Ter zitting van de beroepscommissie van 9 augustus 2018, gehouden in het Justitieel Complex Zaanstad, is geen der partijen verschenen.

Hoewel voor klagers vervoer naar de zitting was zorggedragen, heeft hij zonder opgave van een reden afstand van horen gedaan. Klagers raadsman mr. W.B.O. van Soest is zonder bericht van verhindering niet ter zitting verschenen.

De aan de inrichting verbonden psycholoog is niet verschenen en heeft schriftelijk op het beroep gereageerd. De beroepscommissie heeft na de zitting aanvullende vragen aan de inrichtingspsycholoog gesteld, die bij e-mail van 15 en 20 augustus 2018 zijn beantwoord. Deze reacties zijn ter kennisneming aan klager en zijn raadsman gezonden.

 

Op grond van haar onderzoek overweegt en beslist de beroepscommissie als volgt:

           

1.         De inhoud van het beroep

De klacht van 29 september 2017, zoals neergelegd in het verzoek om bemiddeling aan de medisch adviseur van 26 januari 2018, betreft het door de psycholoog tekortschieten in haar medische plicht door het niet willen afgeven van een advies tot plaatsing van klager in een Forensisch Psychiatrische Kliniek (FPK) voor behandeling tijdens zijn detentie.

 

2.         De standpunten van klager en de inrichtingsarts

Namens klager is in beroep zijn klacht als volgt toegelicht.

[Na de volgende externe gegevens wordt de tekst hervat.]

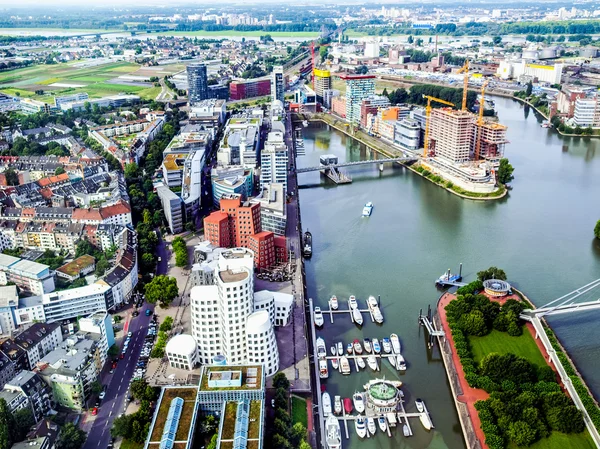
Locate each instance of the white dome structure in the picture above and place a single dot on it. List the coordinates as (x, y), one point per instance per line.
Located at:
(261, 345)
(182, 352)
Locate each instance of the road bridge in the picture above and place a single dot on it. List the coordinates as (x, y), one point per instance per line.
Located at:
(352, 164)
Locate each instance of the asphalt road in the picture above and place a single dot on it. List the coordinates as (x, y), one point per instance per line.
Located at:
(114, 402)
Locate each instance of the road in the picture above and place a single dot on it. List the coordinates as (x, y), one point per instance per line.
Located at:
(118, 384)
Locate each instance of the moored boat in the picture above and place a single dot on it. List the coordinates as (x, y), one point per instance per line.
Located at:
(376, 346)
(323, 370)
(387, 345)
(326, 402)
(337, 405)
(359, 402)
(345, 365)
(348, 405)
(321, 350)
(334, 436)
(395, 344)
(333, 302)
(318, 317)
(360, 426)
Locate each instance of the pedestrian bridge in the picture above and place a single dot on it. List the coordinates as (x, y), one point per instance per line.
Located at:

De noodzaak tot behandeling van klager in een FPK blijkt duidelijk uit het overgelegde vonnis en de pro justitia rapportage van de reclassering. De inrichtingspsycholoog legt dit naast zich neer zonder dit te onderbouwen. Het ontbreekt daarom aan een deugdelijke motivering om af te wijken van de noodzaak tot behandeling die door de rechter en de reclassering is vastgesteld. De noodzaak tot behandeling in een FPK is er wel degelijk. Klagers detentieperiode wordt daarmee goed benut ten behoeve van de re-integratie van klager, hetgeen in het belang van zowel klager als de samenleving is.

 

De inrichtingspsycholoog heeft in beroep als volgt gereageerd.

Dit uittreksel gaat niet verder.